I have sold my D90 which was my limited use 3rd camera for professional use. I plan on getting a D7000 to replace this need. Based on what I have seen so far, I think the D7000 can be used in several professional capacities.
I think in the end, what constitutes professional photography is what buyers are willing to purchase. If somebody with no training hangs up their shingle and declares themselves a pro and people are willing to pay them money, then in my book they have met the minimum requirements. But just because someone is willing to pay you does not make you a "good photographer" or a great one.
I shoot mostly weddings and the prices I charge reflect my capabilities and training based and on what my market will pay for these skills. There are many wedding photographers who charge more and deserve it. There are countless others who charge less. My work holds up well against them and I have no problems charging what I feel that I deserve, especially when I see some other "pro" photographers work.
There are formalized degrees that one can obtain in photography. And there are also certifications. Just as in in many other professions, a degree does not guarantee professionalism. And nor does the lack of a degree indicate the lack of expertise. I have seen excellent wedding photography from shooters without any degrees. In this particular line of photography, customer referrals and personal tastes account for most of the buying decisions.

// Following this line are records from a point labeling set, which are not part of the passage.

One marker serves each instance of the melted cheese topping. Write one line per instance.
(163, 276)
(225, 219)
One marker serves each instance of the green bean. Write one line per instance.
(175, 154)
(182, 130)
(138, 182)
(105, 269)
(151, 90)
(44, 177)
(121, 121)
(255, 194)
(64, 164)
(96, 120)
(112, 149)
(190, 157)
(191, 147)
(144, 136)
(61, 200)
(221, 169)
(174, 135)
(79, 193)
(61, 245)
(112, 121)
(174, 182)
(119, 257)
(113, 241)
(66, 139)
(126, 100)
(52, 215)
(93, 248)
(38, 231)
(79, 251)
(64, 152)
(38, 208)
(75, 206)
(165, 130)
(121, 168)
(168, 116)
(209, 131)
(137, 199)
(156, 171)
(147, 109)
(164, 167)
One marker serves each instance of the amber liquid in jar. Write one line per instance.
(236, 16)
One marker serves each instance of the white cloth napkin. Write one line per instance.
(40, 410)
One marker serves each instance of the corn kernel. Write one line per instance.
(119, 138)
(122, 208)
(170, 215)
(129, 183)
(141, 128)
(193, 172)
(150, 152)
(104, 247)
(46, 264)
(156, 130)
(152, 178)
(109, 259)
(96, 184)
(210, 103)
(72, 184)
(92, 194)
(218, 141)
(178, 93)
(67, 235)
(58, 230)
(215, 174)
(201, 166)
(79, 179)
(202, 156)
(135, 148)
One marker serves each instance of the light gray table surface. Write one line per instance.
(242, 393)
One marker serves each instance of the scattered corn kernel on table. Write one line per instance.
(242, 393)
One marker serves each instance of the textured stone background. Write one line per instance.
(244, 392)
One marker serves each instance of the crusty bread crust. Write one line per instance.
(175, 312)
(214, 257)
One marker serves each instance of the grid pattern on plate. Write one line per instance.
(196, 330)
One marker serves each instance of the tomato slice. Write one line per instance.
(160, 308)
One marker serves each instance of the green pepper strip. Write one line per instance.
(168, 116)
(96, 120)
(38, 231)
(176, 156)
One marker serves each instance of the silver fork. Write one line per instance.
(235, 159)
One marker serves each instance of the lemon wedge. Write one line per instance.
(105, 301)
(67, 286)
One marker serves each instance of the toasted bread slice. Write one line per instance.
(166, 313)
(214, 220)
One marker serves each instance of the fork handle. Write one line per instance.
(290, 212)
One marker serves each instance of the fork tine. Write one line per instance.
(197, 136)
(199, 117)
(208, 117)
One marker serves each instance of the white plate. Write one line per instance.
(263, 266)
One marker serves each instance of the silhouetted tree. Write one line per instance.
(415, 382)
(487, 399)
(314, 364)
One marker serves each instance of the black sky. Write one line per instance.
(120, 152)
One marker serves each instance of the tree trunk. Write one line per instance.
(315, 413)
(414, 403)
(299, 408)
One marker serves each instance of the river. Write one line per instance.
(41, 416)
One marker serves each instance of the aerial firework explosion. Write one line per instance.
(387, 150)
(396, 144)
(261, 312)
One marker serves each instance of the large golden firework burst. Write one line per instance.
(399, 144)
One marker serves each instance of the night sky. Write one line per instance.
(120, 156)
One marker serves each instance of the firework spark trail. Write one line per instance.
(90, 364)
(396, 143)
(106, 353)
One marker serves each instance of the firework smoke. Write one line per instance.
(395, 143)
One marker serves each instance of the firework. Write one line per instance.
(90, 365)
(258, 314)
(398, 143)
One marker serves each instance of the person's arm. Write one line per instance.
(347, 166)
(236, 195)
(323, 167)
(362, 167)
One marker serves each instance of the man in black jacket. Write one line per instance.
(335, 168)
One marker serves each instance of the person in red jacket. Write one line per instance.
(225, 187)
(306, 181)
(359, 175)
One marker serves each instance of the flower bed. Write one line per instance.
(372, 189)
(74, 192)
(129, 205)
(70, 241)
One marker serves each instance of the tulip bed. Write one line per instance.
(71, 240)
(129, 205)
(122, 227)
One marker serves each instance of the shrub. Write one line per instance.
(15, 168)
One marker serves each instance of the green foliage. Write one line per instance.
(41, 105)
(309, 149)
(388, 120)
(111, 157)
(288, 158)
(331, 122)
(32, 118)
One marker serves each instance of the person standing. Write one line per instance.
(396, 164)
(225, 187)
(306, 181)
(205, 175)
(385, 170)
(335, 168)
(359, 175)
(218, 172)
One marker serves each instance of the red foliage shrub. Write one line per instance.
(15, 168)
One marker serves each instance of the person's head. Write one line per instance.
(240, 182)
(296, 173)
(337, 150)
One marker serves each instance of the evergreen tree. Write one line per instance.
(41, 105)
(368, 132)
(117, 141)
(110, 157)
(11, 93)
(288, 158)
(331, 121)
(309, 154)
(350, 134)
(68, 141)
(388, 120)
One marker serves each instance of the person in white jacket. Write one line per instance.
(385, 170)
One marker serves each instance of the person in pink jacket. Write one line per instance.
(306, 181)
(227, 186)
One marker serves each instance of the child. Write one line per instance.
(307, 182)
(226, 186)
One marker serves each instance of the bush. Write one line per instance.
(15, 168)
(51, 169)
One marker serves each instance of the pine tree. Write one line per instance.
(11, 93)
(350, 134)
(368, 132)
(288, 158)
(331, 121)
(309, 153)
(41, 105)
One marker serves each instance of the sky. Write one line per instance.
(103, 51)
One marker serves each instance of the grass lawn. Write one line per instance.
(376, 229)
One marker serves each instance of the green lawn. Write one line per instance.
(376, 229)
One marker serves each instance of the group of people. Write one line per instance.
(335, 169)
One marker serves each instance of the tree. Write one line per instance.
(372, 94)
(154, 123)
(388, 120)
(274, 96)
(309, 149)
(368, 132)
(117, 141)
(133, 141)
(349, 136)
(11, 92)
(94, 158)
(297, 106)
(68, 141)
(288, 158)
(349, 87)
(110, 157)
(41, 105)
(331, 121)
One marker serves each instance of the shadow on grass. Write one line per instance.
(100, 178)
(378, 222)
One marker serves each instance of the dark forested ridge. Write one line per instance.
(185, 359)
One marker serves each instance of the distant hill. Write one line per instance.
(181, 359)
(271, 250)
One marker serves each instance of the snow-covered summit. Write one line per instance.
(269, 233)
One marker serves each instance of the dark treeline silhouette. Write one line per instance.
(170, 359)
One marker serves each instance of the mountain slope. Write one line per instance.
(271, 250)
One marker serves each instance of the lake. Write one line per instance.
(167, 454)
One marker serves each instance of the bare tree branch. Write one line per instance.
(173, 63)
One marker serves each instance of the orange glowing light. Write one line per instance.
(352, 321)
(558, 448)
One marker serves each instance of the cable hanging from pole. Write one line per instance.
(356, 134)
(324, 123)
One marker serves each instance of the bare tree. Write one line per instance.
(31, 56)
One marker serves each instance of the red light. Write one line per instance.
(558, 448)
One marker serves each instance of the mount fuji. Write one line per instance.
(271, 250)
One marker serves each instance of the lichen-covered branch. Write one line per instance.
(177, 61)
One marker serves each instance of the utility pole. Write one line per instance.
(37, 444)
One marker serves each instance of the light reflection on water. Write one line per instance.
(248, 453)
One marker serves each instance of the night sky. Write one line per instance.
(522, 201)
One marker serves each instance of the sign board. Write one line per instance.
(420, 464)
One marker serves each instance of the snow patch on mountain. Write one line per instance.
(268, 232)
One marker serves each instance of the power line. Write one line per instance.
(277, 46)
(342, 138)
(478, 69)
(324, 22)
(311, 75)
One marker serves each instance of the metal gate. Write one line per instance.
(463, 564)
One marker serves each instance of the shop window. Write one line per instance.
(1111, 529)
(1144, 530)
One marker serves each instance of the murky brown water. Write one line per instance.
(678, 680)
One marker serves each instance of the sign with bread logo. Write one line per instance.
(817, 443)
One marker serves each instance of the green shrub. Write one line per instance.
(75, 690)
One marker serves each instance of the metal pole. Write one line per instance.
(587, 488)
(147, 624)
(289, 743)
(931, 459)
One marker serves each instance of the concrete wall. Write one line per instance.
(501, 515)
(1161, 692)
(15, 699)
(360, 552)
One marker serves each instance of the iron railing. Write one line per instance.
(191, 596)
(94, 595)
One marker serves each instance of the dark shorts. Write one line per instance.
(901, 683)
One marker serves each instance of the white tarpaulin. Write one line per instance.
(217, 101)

If your work looks good, people will hire you regardless of any certifications. In fact, I cannot remember one prospective wedding client who ever inquired about my qualifications in many years. They do, from time to time, inquire about what equipment that you use. And this is one of the biggest drawbacks from using a camera like a D7000 for this work is the perception by some clients that if you are using a camera that they could afford, perhaps they could get a friend who also owns one to shoot their event just as well. Since I have a D3 and professional lenses, I have never (knowingly) lost a client due to the camera that I use.